You are viewing a plain text version of this content. The canonical link for it is here.
Posted to user@spark.apache.org by salemi <al...@udo.edu> on 2014/09/02 23:54:49 UTC

Spark Streaming - how to implement multiple calculation using the same data set

Hi,

I am planing to use a incoming DStream and calculate different measures from
the same stream.

I was able to calculate the individual measures separately and know I have
to merge them and spark streaming doesn't support outer join yet.


handlingtimePerWorker List(workerId, hanlingTime)
fileProcessedCountPerWorker (workerId, filesProcessedCount)

Is there a design pattern that allows to use each RDD in the DStream and
calculate the measures for the worker and save the attributes in the same
object (Worker).





--
View this message in context: http://apache-spark-user-list.1001560.n3.nabble.com/Spark-Streaming-how-to-implement-multiple-calculation-using-the-same-data-set-tp13306.html
Sent from the Apache Spark User List mailing list archive at Nabble.com.
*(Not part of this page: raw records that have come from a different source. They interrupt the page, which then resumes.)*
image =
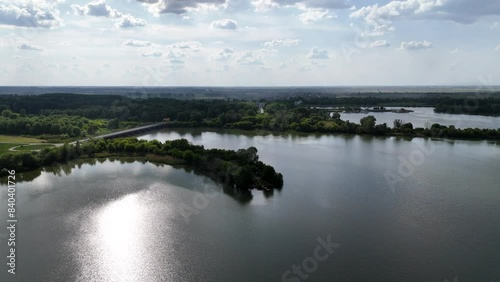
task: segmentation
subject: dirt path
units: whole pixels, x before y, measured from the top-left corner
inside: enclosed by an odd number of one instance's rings
[[[9,151],[10,152],[20,152],[20,150],[16,150],[17,148],[19,147],[24,147],[24,146],[32,146],[32,145],[53,145],[54,147],[62,147],[64,144],[52,144],[52,143],[27,143],[27,144],[22,144],[22,145],[18,145],[18,146],[14,146],[12,148],[9,148]],[[38,152],[38,151],[41,151],[41,149],[39,150],[31,150],[32,152]]]

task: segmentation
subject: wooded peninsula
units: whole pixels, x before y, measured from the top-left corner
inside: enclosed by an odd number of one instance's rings
[[[378,106],[378,109],[383,109],[387,106],[430,105],[434,105],[436,112],[500,114],[498,98],[479,99],[471,107],[467,99],[446,97],[181,100],[117,95],[3,95],[0,96],[0,136],[37,138],[42,142],[61,145],[43,147],[38,144],[42,147],[36,151],[0,150],[0,167],[28,171],[74,159],[140,157],[157,163],[192,166],[225,185],[272,190],[283,186],[283,176],[273,167],[259,161],[257,149],[253,147],[238,151],[208,150],[183,139],[161,143],[136,138],[94,140],[93,137],[164,121],[167,127],[184,128],[500,139],[500,129],[460,129],[437,123],[422,128],[401,119],[394,120],[391,127],[386,123],[377,124],[373,115],[367,114],[359,123],[353,123],[342,120],[339,113],[346,109],[360,111],[362,107]],[[0,172],[0,175],[3,173],[5,171]]]
[[[499,139],[500,129],[459,129],[430,124],[414,127],[403,120],[376,124],[373,116],[359,123],[338,112],[361,107],[433,105],[436,112],[500,115],[500,98],[336,98],[288,97],[271,100],[129,98],[117,95],[0,96],[0,134],[37,136],[49,142],[76,141],[145,123],[169,121],[170,127],[347,133],[412,137]]]

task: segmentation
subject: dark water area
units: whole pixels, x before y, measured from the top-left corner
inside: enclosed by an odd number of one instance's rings
[[[189,169],[131,160],[19,175],[17,274],[4,264],[0,281],[500,281],[497,143],[192,129],[139,138],[255,146],[285,185],[241,201]]]

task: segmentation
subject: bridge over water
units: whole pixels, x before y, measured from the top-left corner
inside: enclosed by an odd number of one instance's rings
[[[138,135],[140,133],[148,132],[148,131],[153,131],[153,130],[158,130],[167,127],[167,123],[165,122],[160,122],[160,123],[155,123],[155,124],[150,124],[150,125],[145,125],[145,126],[140,126],[140,127],[135,127],[135,128],[130,128],[130,129],[125,129],[113,133],[108,133],[108,134],[103,134],[99,135],[96,137],[92,137],[92,139],[114,139],[114,138],[120,138],[120,137],[127,137],[127,136],[134,136]],[[76,144],[76,142],[86,142],[89,141],[91,138],[85,138],[79,141],[71,142],[70,144]],[[62,144],[56,144],[62,146]]]
[[[135,127],[131,129],[126,129],[118,132],[113,132],[113,133],[108,133],[104,135],[100,135],[97,137],[94,137],[94,139],[113,139],[113,138],[119,138],[119,137],[127,137],[127,136],[134,136],[139,133],[144,133],[152,130],[158,130],[165,128],[167,124],[165,122],[161,123],[155,123],[155,124],[150,124],[150,125],[145,125],[145,126],[140,126],[140,127]]]

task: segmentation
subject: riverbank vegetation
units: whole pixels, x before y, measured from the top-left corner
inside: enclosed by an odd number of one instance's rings
[[[431,107],[436,113],[500,116],[500,98],[490,97],[488,93],[452,98],[452,97],[296,97],[288,102],[301,101],[302,105],[357,108],[361,107]]]
[[[466,107],[477,102],[474,107]],[[49,94],[39,96],[0,96],[0,134],[25,134],[59,141],[77,140],[109,130],[143,123],[169,120],[170,127],[210,127],[243,130],[297,131],[499,139],[500,129],[458,129],[432,124],[415,128],[410,123],[377,124],[373,116],[359,123],[344,121],[338,112],[318,109],[365,106],[429,106],[449,112],[464,105],[469,114],[499,111],[500,99],[452,98],[336,98],[293,97],[274,100],[176,100],[164,98],[130,99],[109,95]],[[454,106],[455,105],[455,106]],[[457,110],[458,111],[458,110]]]
[[[44,148],[39,152],[16,152],[0,155],[0,167],[18,172],[41,166],[67,163],[75,159],[98,157],[143,157],[164,164],[184,164],[213,180],[238,189],[279,189],[283,175],[259,160],[257,149],[250,147],[238,151],[205,149],[185,139],[146,141],[136,138],[90,140],[59,148]],[[1,171],[0,175],[6,171]]]

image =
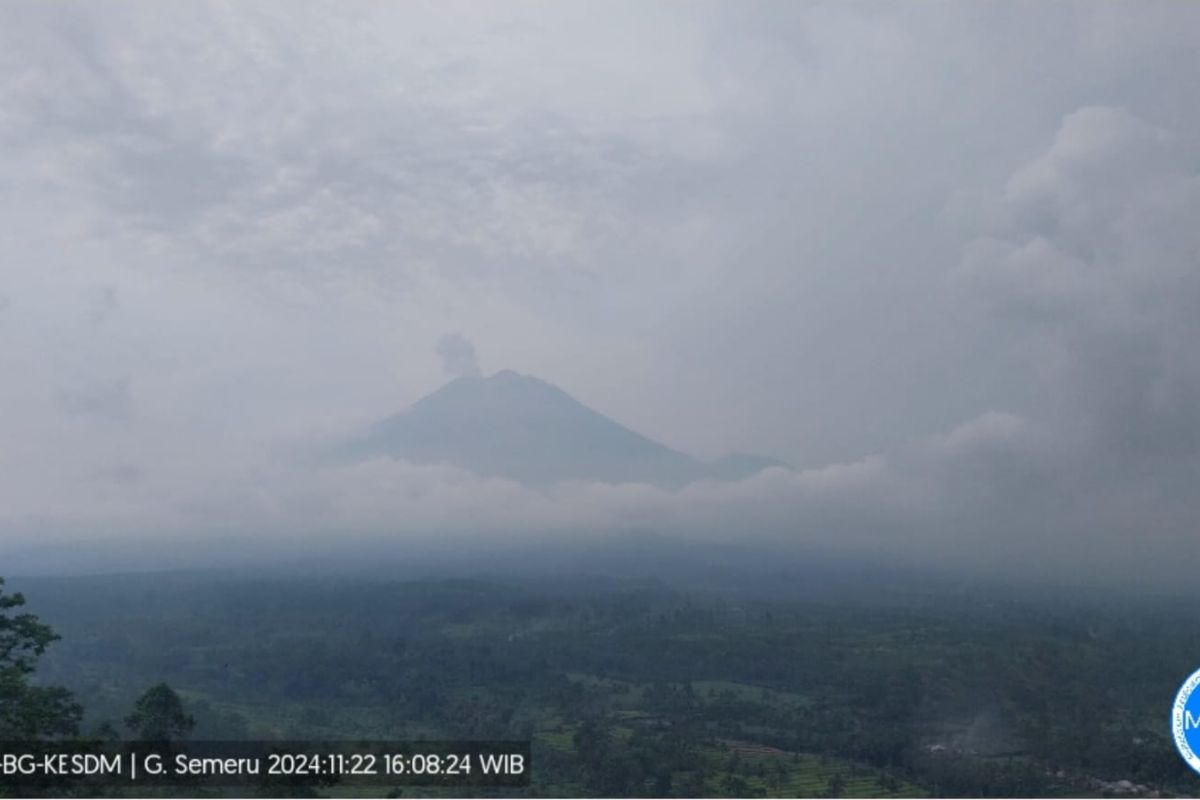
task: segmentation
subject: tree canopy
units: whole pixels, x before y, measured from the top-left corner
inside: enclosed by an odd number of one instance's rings
[[[138,698],[133,713],[125,718],[125,725],[139,739],[170,742],[186,738],[196,721],[184,710],[175,690],[160,683]]]
[[[24,605],[25,597],[6,593],[0,578],[0,739],[76,736],[83,709],[71,693],[29,683],[38,658],[58,636],[33,614],[16,611]]]

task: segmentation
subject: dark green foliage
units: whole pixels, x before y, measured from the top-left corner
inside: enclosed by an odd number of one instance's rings
[[[186,739],[196,721],[184,711],[179,695],[165,683],[150,687],[138,698],[125,726],[134,738],[147,742]]]
[[[74,736],[82,710],[66,689],[30,685],[37,660],[58,639],[28,613],[20,593],[6,594],[0,578],[0,740],[33,741]]]
[[[42,675],[97,718],[133,702],[113,687],[165,678],[188,698],[166,718],[215,738],[532,737],[533,791],[566,796],[1195,790],[1164,722],[1200,666],[1188,603],[588,579],[59,586],[36,594],[66,636]]]

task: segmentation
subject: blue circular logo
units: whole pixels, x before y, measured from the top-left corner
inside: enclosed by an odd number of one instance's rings
[[[1188,766],[1200,772],[1200,669],[1193,672],[1179,693],[1175,695],[1175,706],[1171,710],[1171,733],[1175,738],[1175,749]]]

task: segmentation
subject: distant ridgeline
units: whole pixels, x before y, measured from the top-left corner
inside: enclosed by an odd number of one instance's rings
[[[631,431],[545,381],[511,370],[457,378],[334,448],[340,461],[388,456],[483,477],[651,483],[733,481],[787,464],[754,455],[704,462]]]

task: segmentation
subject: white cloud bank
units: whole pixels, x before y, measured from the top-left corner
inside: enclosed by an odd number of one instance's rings
[[[1187,577],[1196,6],[347,8],[14,5],[0,552],[658,529]],[[681,449],[807,466],[306,465],[468,342]]]

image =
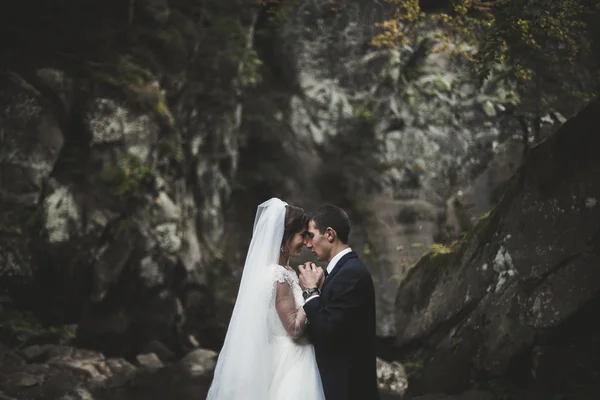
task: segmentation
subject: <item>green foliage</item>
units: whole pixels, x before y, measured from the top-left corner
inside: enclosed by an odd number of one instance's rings
[[[480,82],[496,65],[509,67],[517,85],[521,109],[540,118],[559,109],[567,116],[598,94],[597,48],[600,9],[586,0],[454,0],[450,13],[425,16],[418,2],[386,0],[396,14],[380,24],[373,44],[396,47],[407,31],[429,19],[440,27],[434,51],[447,51],[472,63]],[[539,129],[538,126],[534,129]]]
[[[106,166],[99,175],[108,193],[118,199],[142,201],[152,188],[156,172],[134,155],[124,157],[122,165]]]
[[[177,140],[173,138],[165,138],[158,142],[159,151],[161,154],[173,157],[175,161],[182,162],[184,159],[183,149]]]
[[[133,104],[153,112],[163,126],[174,128],[175,120],[165,96],[156,86],[158,78],[133,56],[120,56],[116,64],[87,62],[86,66],[97,81],[121,90]]]
[[[160,25],[133,15],[127,26],[116,26],[126,40],[107,43],[99,61],[83,64],[94,80],[125,92],[169,130],[176,129],[171,101],[194,102],[203,110],[201,118],[212,123],[218,119],[210,116],[237,101],[239,86],[252,87],[259,80],[261,62],[248,53],[248,17],[255,10],[221,1],[170,6],[169,18]],[[173,84],[167,89],[175,99],[166,99],[159,83],[163,88]]]
[[[396,16],[408,15],[414,27],[425,18],[418,2],[391,3],[399,7]],[[384,186],[404,197],[414,185],[441,191],[462,184],[462,169],[474,164],[466,156],[480,157],[481,148],[475,146],[498,133],[494,113],[516,103],[512,87],[499,78],[506,68],[495,67],[493,79],[480,88],[464,60],[431,56],[440,42],[427,37],[431,26],[419,35],[410,24],[397,24],[402,41],[391,49],[384,43],[374,49],[362,46],[372,32],[363,19],[370,6],[346,3],[343,12],[333,15],[325,15],[326,8],[322,2],[302,2],[299,15],[281,34],[282,45],[301,40],[297,63],[311,78],[303,82],[304,109],[293,111],[302,119],[297,125],[330,141],[321,157],[330,170],[340,168],[325,174],[324,190],[335,182],[341,185],[336,196],[345,192],[357,198]],[[443,69],[440,63],[446,63]],[[417,170],[416,165],[426,173],[413,174],[420,175],[420,182],[406,183],[412,179],[406,171]],[[445,175],[452,169],[458,178]]]
[[[267,7],[270,21],[274,27],[280,27],[293,17],[298,6],[298,0],[260,0],[263,7]]]
[[[456,46],[453,53],[476,60],[484,75],[491,65],[511,59],[515,72],[528,80],[534,73],[532,64],[576,62],[590,45],[581,39],[587,30],[584,13],[592,10],[581,0],[535,0],[527,5],[520,0],[455,0],[452,14],[430,16],[421,12],[418,1],[386,2],[396,4],[396,13],[392,20],[379,24],[382,32],[373,40],[374,45],[405,44],[406,34],[402,32],[431,18],[450,29],[437,34],[444,40],[442,46]],[[397,40],[386,40],[394,37]]]
[[[0,332],[19,347],[36,338],[66,344],[75,337],[69,326],[46,326],[33,313],[14,309],[6,296],[0,296]]]
[[[515,74],[523,81],[533,79],[542,63],[578,62],[589,42],[581,41],[586,33],[583,22],[585,7],[578,0],[533,1],[527,7],[516,0],[503,0],[483,8],[477,19],[467,20],[474,6],[463,1],[463,19],[481,24],[491,39],[484,42],[477,59],[486,73],[489,65],[509,60]],[[469,26],[467,22],[463,25]],[[475,41],[476,38],[473,38]]]
[[[131,55],[119,57],[116,64],[87,61],[85,65],[98,81],[120,88],[142,86],[152,79],[152,74],[137,65]]]
[[[381,33],[375,36],[372,44],[376,47],[395,47],[409,43],[408,32],[424,17],[419,0],[384,0],[395,5],[394,16],[389,21],[377,23]]]

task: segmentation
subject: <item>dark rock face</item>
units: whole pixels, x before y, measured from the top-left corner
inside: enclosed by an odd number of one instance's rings
[[[361,228],[369,243],[364,259],[373,265],[377,287],[379,334],[393,337],[394,298],[398,285],[435,242],[441,210],[425,200],[395,200],[374,196]]]
[[[18,35],[45,49],[25,62],[9,48],[23,65],[0,75],[0,293],[43,322],[78,324],[78,343],[107,355],[213,345],[207,271],[237,170],[255,9],[109,2],[90,16],[63,3],[56,21],[72,35],[28,20]],[[27,17],[1,11],[7,29]],[[220,29],[235,43],[200,44]]]
[[[533,148],[498,206],[400,285],[397,343],[418,365],[414,393],[456,393],[484,378],[541,387],[568,346],[588,354],[572,354],[566,376],[575,360],[598,356],[585,311],[600,294],[598,112],[591,103]],[[574,327],[585,318],[582,339]],[[574,390],[563,383],[551,393]]]

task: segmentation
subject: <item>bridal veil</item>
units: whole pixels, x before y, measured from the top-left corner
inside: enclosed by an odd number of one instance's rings
[[[258,206],[252,240],[225,342],[207,400],[263,400],[274,375],[267,316],[279,261],[286,203],[272,198]]]

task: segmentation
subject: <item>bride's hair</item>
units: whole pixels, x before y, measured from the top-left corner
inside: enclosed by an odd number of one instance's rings
[[[308,227],[308,214],[300,207],[285,206],[285,227],[281,245],[286,246],[292,237]]]

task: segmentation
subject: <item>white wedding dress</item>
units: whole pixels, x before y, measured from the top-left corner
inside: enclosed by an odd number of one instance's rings
[[[280,265],[272,269],[276,289],[268,325],[275,372],[269,400],[324,400],[315,349],[302,336],[306,316],[298,276]]]
[[[279,262],[286,203],[258,206],[207,400],[324,400],[298,276]]]

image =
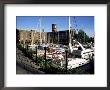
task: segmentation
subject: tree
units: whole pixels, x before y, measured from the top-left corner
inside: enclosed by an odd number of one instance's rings
[[[94,37],[90,37],[90,38],[89,38],[89,42],[94,43]]]
[[[16,29],[16,43],[19,43],[19,30]]]
[[[75,37],[81,43],[86,43],[89,41],[89,36],[81,29],[78,31],[78,34],[75,35]]]

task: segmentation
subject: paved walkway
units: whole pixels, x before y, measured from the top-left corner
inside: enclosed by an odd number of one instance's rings
[[[22,68],[20,65],[16,64],[16,74],[32,74],[32,73]]]

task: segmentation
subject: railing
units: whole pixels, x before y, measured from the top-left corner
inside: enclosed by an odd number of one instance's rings
[[[94,70],[88,71],[83,68],[83,66],[73,68],[73,69],[68,69],[68,51],[65,51],[65,59],[63,60],[65,64],[63,66],[58,65],[54,63],[54,60],[49,60],[47,59],[47,48],[44,47],[44,54],[42,56],[38,55],[38,47],[33,51],[28,47],[28,45],[24,48],[22,45],[17,44],[17,48],[19,48],[25,57],[28,57],[31,59],[33,62],[36,63],[37,66],[39,66],[39,70],[45,72],[45,74],[89,74],[89,73],[94,73]],[[94,63],[94,62],[92,62]],[[59,63],[60,64],[60,63]],[[93,68],[94,65],[92,65],[91,68]],[[91,69],[90,69],[91,70]]]

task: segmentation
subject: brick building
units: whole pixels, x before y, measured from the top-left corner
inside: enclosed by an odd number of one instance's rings
[[[74,37],[74,30],[71,30],[71,38]],[[57,31],[57,32],[48,32],[47,33],[47,42],[54,44],[69,44],[69,30]]]
[[[71,28],[69,36],[69,30],[58,31],[56,24],[52,24],[51,32],[37,32],[35,30],[17,30],[17,41],[23,44],[39,44],[39,43],[54,43],[68,45],[70,37],[73,39],[75,30]],[[71,39],[71,40],[72,40]]]
[[[41,32],[41,37],[40,37],[40,32],[37,32],[35,30],[16,30],[16,40],[17,42],[19,41],[22,44],[38,44],[40,43],[40,38],[41,42],[46,42],[46,33]]]

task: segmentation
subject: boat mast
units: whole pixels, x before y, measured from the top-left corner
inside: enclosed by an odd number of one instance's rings
[[[71,27],[71,23],[70,23],[70,16],[69,16],[69,43],[71,44],[70,27]]]
[[[41,37],[41,18],[40,18],[40,45],[42,44],[42,37]]]
[[[58,44],[59,44],[59,31],[58,31]]]

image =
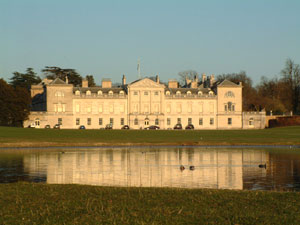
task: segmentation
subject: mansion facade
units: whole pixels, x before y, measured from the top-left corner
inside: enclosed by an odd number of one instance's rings
[[[44,128],[60,124],[62,129],[104,128],[144,129],[151,125],[173,129],[176,124],[192,124],[195,129],[263,129],[265,112],[242,111],[242,83],[214,81],[214,76],[160,82],[159,77],[143,78],[113,86],[103,79],[99,87],[80,87],[63,81],[44,79],[31,87],[32,111],[24,127]]]

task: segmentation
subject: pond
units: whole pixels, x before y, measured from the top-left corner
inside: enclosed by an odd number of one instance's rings
[[[0,183],[300,190],[297,149],[199,147],[0,150]]]

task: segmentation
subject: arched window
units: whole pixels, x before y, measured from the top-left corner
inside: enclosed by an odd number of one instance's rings
[[[159,125],[159,120],[155,119],[155,125],[158,126]]]
[[[192,95],[192,92],[188,91],[188,92],[186,93],[186,95],[187,95],[187,96],[191,96],[191,95]]]
[[[212,91],[209,91],[209,92],[208,92],[208,95],[209,95],[209,96],[214,96],[214,93],[213,93]]]
[[[124,91],[120,91],[119,95],[124,96]]]
[[[62,91],[57,91],[57,92],[55,92],[55,96],[56,96],[56,97],[64,97],[65,94],[64,94],[64,92],[62,92]]]
[[[249,126],[254,126],[254,119],[253,119],[253,117],[249,118]]]
[[[97,95],[102,95],[102,91],[98,91],[98,92],[97,92]]]
[[[181,92],[180,91],[176,91],[176,96],[181,96]]]
[[[86,95],[91,95],[92,93],[91,93],[90,90],[87,90],[87,91],[85,92],[85,94],[86,94]]]
[[[75,95],[80,95],[80,91],[75,91]]]
[[[114,92],[113,91],[109,91],[108,92],[108,96],[113,96],[114,95]]]
[[[170,96],[170,94],[171,94],[171,93],[170,93],[169,91],[166,91],[166,95],[167,95],[167,96]]]
[[[202,91],[198,91],[198,96],[202,96]]]

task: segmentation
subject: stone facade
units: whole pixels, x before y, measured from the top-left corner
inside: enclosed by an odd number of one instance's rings
[[[160,129],[173,129],[176,124],[195,129],[262,129],[265,112],[242,112],[242,84],[228,80],[214,82],[203,75],[186,80],[180,87],[176,80],[168,84],[156,79],[143,78],[112,86],[109,79],[101,87],[74,87],[60,79],[44,80],[32,86],[33,108],[29,125],[44,128],[60,124],[61,128],[113,129],[128,125],[130,129],[144,129],[157,125]]]

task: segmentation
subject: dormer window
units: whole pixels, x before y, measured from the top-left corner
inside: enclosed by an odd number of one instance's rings
[[[55,92],[55,97],[64,97],[64,96],[65,96],[65,94],[62,91]]]
[[[214,93],[213,93],[212,91],[209,91],[209,92],[208,92],[208,95],[209,95],[209,96],[214,96]]]
[[[80,91],[78,91],[78,90],[75,91],[75,95],[77,95],[77,96],[80,95]]]
[[[108,96],[113,96],[114,95],[114,92],[113,91],[109,91],[108,92]]]
[[[181,92],[180,91],[176,91],[176,96],[181,96]]]
[[[187,95],[187,96],[191,96],[191,95],[192,95],[192,92],[188,91],[188,92],[186,93],[186,95]]]
[[[120,91],[119,95],[124,96],[124,91]]]
[[[97,95],[102,95],[102,91],[98,91],[98,92],[97,92]]]
[[[167,96],[170,96],[170,94],[171,94],[171,93],[170,93],[169,91],[166,91],[166,95],[167,95]]]
[[[86,91],[86,93],[85,93],[86,95],[91,95],[92,93],[91,93],[91,91],[90,90],[88,90],[88,91]]]
[[[198,96],[202,96],[202,95],[203,95],[202,91],[198,91]]]

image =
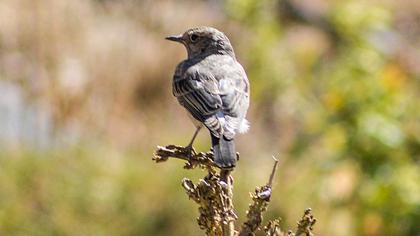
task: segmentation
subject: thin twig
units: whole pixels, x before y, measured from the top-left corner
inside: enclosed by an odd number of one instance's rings
[[[276,171],[277,171],[277,166],[278,166],[278,164],[279,164],[279,160],[277,160],[274,156],[273,156],[273,159],[274,159],[274,165],[273,165],[273,170],[271,171],[271,174],[270,174],[270,179],[268,180],[268,186],[270,186],[270,187],[272,187],[273,186],[273,179],[274,179],[274,175],[276,174]]]

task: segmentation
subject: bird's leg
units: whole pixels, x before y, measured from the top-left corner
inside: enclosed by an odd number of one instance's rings
[[[194,140],[195,140],[195,138],[197,137],[197,134],[198,134],[198,132],[200,131],[200,129],[201,129],[201,126],[197,126],[197,129],[195,130],[195,132],[194,132],[194,135],[193,135],[193,137],[192,137],[192,139],[191,139],[191,141],[190,141],[190,143],[185,147],[185,149],[190,153],[190,154],[192,154],[192,152],[193,152],[193,143],[194,143]]]

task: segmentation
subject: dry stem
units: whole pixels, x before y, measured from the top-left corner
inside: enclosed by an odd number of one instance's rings
[[[198,205],[200,216],[197,218],[198,225],[210,236],[245,236],[255,235],[263,220],[262,213],[267,210],[272,194],[272,185],[276,174],[278,160],[274,158],[274,166],[266,185],[257,187],[251,194],[253,203],[247,211],[247,220],[242,224],[240,232],[235,230],[237,216],[233,207],[233,177],[232,170],[217,171],[213,162],[212,152],[196,153],[194,149],[188,149],[176,145],[166,147],[158,146],[153,160],[165,162],[169,158],[177,158],[186,161],[184,168],[194,169],[200,167],[207,170],[207,175],[194,184],[190,179],[182,180],[182,187],[188,197]],[[239,155],[238,155],[239,158]],[[297,224],[296,233],[288,231],[288,236],[313,236],[312,226],[316,219],[312,216],[311,209],[306,209],[302,219]],[[268,236],[284,235],[280,230],[280,221],[269,221],[264,227]]]
[[[304,234],[305,236],[313,236],[312,233],[313,226],[316,223],[316,219],[312,215],[312,209],[308,208],[305,210],[302,219],[300,219],[299,222],[297,222],[297,229],[296,233],[293,233],[291,230],[288,232],[288,236],[299,236]]]
[[[152,159],[158,163],[167,161],[171,157],[187,161],[184,166],[185,169],[194,169],[197,166],[202,168],[217,167],[213,162],[212,152],[196,153],[194,148],[188,149],[177,145],[158,146]]]
[[[198,225],[206,231],[206,235],[234,236],[235,220],[233,207],[233,178],[231,170],[216,171],[212,152],[196,153],[181,146],[158,146],[153,158],[156,162],[167,161],[170,157],[187,161],[184,168],[193,169],[197,166],[207,169],[208,174],[197,185],[184,178],[182,186],[190,199],[199,204],[200,216]]]
[[[274,175],[277,171],[278,160],[274,158],[274,166],[271,171],[270,179],[264,186],[255,189],[255,193],[251,194],[253,203],[249,206],[247,211],[247,221],[242,224],[240,236],[254,235],[255,231],[261,226],[263,216],[262,213],[267,210],[268,203],[272,193],[272,185]]]

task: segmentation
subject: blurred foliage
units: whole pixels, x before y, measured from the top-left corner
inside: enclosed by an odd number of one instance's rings
[[[280,153],[268,218],[310,206],[319,235],[420,235],[419,19],[415,0],[1,1],[0,86],[51,130],[0,140],[0,234],[196,235],[178,180],[202,173],[150,158],[194,130],[170,92],[185,52],[163,37],[211,25],[252,85],[240,217]]]

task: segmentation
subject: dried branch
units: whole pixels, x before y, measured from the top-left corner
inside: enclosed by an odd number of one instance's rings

---------------------------------------------------------------------
To unsubscribe, e-mail: user-unsubscribe@spark.apache.org
For additional commands, e-mail: user-help@spark.apache.org


Re: Spark Streaming - how to implement multiple calculation using the same data set

Posted by Alireza Salemi <al...@udo.edu>.
Tobias,

That was what I was planing to do and technical lead is the opinion that
we should some how process a message only once and calculate all the
measures for the worker.

I was wondering if there is a solution out there for that?

Thanks,
Ali

> Hi,
>
> On Wed, Sep 3, 2014 at 6:54 AM, salemi <al...@udo.edu> wrote:
>
>> I was able to calculate the individual measures separately and know I
>> have
>> to merge them and spark streaming doesn't support outer join yet.
>>
>
> Can't you assign some dummy key (e.g., index) before your processing and
> then join on that key using a function from
> http://spark.apache.org/docs/latest/api/scala/index.html#org.apache.spark.streaming.dstream.PairDStreamFunctions
> ?
>
> Tobias
>



---------------------------------------------------------------------
To unsubscribe, e-mail: user-unsubscribe@spark.apache.org
For additional commands, e-mail: user-help@spark.apache.org


Re: Spark Streaming - how to implement multiple calculation using the same data set

Posted by Tobias Pfeiffer <tg...@preferred.jp>.
Hi,

On Wed, Sep 3, 2014 at 6:54 AM, salemi <al...@udo.edu> wrote:

> I was able to calculate the individual measures separately and know I have
> to merge them and spark streaming doesn't support outer join yet.
>

Can't you assign some dummy key (e.g., index) before your processing and
then join on that key using a function from
http://spark.apache.org/docs/latest/api/scala/index.html#org.apache.spark.streaming.dstream.PairDStreamFunctions
?

Tobias